Wardriving can be carried out for different purposes and in different ways. Here are some examples of wardriving.
- Home network wardriving. One example of wardriving can involve a bad actor searching out home routers that have not been properly secured. This type of wardriving usually takes place in residential areas.
- Corporate network wardriving. Another example of wardriving sees the perpetrator mapping the vulnerable Wi-Fi networks of businesses and corporate organizations. In this kind of wardriving, hackers may also be looking for guest networks that are intentionally left open for anyone to use but that could be exploited for access to more privileged networks.
- Bluetooth wardriving. Sometimes hackers can use wardriving to identify devices with unprotected bluetooth pairing enabled, allowing them to launch bluesnarfing attacks against those devices. However, this strategy is less common than wardriving for Wi-Fi access points.
Is wardriving illegal?
Wardriving is not illegal in many countries, though it is often a prelude to illegal activity. However, it is worth noting that the legality of wardriving will vary depending on the specific laws and regulations of each region.
While the act of wardriving may be legal in some countries, any attempt to target networks with attacks or connect to them without authorization will almost certainly be illegal.
How wardriving can affect you
Wardriving could affect you if your router is not properly secured and if its signal can be picked up by someone outside of your home or in the case of businesses, your workplace.
If a hacker can access an unsecured network, they could spy on the activity of other users, stealing sensitive information. That information can then be used to launch phishing attacks, break into online accounts, spread malware, or even commit identity theft.
Though your own networks might be secure, you could still connect to public Wi-Fi networks, which are typically more vulnerable to exploits. The good news is whether you’re worried about your own networks or unsafe public Wi-Fi connections, you can still take steps to protect yourself.
How to prevent wardriving attacks
Follow the tips below to protect yourself from wardriving in your area.
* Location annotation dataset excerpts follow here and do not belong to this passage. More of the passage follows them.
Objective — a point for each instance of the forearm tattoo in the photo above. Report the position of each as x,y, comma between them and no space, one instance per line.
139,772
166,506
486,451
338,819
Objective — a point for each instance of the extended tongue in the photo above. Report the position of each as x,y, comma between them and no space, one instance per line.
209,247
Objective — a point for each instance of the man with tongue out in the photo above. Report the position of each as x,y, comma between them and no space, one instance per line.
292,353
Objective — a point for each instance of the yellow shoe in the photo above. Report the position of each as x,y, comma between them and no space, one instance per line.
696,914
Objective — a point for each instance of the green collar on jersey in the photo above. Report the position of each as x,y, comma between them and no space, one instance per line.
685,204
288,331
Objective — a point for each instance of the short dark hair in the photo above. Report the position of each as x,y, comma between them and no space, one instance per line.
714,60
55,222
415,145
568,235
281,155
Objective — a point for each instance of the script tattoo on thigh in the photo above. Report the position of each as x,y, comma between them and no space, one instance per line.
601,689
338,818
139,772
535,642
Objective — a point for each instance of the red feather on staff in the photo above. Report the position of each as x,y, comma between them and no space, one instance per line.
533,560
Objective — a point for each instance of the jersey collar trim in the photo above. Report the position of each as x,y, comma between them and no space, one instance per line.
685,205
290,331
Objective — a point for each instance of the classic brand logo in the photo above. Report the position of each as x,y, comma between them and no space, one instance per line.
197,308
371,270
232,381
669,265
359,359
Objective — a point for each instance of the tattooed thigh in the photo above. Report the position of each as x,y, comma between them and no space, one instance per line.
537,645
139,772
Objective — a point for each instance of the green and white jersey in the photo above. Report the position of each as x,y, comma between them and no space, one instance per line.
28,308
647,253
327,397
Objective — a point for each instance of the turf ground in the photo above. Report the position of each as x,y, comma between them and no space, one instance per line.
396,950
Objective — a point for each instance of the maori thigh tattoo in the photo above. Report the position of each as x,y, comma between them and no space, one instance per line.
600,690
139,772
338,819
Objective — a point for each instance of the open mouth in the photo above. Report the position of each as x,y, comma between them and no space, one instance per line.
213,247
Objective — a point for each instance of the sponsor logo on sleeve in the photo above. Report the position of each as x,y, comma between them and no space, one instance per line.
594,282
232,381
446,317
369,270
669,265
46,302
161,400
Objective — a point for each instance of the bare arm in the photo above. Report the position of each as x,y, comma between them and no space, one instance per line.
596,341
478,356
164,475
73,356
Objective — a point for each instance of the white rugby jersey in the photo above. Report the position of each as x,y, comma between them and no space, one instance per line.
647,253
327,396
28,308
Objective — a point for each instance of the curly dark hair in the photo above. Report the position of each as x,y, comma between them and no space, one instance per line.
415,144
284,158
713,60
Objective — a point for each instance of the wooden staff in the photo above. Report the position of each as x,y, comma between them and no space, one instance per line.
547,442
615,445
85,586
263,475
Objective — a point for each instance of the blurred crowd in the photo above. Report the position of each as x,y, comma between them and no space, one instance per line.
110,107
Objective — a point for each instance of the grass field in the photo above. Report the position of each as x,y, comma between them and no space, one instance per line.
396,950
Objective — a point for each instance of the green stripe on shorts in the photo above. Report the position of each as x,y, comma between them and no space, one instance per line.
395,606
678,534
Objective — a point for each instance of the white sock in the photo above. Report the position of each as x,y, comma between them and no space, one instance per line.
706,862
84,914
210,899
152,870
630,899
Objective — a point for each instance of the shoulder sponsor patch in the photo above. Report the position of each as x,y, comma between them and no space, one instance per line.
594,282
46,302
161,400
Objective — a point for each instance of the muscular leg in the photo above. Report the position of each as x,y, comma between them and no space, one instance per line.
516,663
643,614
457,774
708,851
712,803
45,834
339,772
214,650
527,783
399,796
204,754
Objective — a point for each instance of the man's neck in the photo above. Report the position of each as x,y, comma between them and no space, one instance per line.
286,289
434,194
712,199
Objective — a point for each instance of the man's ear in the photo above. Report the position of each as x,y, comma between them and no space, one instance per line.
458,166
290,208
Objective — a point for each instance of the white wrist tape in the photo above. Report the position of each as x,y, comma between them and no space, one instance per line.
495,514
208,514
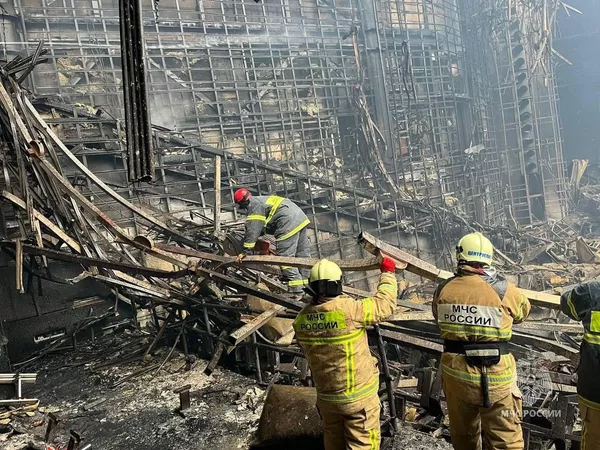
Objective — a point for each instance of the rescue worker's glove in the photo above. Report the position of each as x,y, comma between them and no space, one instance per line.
387,265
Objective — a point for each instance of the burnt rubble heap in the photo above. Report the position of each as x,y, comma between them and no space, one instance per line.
179,305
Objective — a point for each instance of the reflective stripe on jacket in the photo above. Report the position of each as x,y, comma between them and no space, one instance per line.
274,215
475,308
334,340
583,304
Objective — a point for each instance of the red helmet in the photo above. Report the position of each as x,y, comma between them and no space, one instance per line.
241,195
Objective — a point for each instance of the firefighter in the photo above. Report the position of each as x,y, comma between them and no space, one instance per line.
332,333
282,218
475,311
583,304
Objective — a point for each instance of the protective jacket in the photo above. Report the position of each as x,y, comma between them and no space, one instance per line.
274,215
333,337
583,304
478,306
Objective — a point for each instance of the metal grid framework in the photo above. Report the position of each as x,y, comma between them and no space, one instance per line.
272,87
444,148
528,130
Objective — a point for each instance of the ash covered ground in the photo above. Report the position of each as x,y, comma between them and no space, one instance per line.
142,413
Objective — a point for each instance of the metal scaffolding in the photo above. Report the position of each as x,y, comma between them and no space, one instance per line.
384,115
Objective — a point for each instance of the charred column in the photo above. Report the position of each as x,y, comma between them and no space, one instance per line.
140,157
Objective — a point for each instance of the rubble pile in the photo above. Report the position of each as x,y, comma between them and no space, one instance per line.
198,301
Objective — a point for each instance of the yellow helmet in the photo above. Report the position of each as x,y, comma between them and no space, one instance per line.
475,247
325,279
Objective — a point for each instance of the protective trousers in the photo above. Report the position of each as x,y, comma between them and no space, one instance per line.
351,426
590,434
298,246
501,423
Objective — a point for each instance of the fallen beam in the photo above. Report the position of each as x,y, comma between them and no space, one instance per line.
347,265
410,341
242,333
546,344
45,221
249,289
93,262
94,179
422,268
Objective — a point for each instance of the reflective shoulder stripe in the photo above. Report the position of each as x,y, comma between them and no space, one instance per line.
368,308
350,369
328,340
593,339
273,201
571,305
595,322
373,439
259,217
294,231
387,287
519,315
348,398
589,403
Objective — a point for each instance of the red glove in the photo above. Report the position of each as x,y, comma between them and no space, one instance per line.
387,265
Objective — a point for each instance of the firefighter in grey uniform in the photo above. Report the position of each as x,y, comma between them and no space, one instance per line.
278,216
583,304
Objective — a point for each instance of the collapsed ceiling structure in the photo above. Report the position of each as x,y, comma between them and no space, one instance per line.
412,121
- Use strong passwords. Your Wi-Fi password or network key should be long and complex because brute forcing software can easily bypass short, simple login credentials.
- Separate guest networks from private networks. If you want to make Wi-Fi accessible in a certain area, like a lobby or an office, keep your guest network entirely separate from networks that deal with sensitive or private information.
- Keep firewalls on and updated. Make sure your firewalls are switched on, protecting your router from intrusions, and update security software whenever possible. If you postpone updates, you could leave your network vulnerable to attack.
- Use multi-factor authentication. Boost Wi-Fi security by setting up multi-factor authentication (MFA). Enabling MFA will force anyone trying to connect to the network to go through two layers of security and makes it much harder for hackers to quickly access a network.
- Use a VPN. If you are connecting to a network which might not be secure — the public Wi-Fi in an airport, for example — use a virtual private network, or VPN. Services like NordVPN encrypt your data so even if a hacker has compromised your network, they still can’t monitor your browsing activity or steal your data.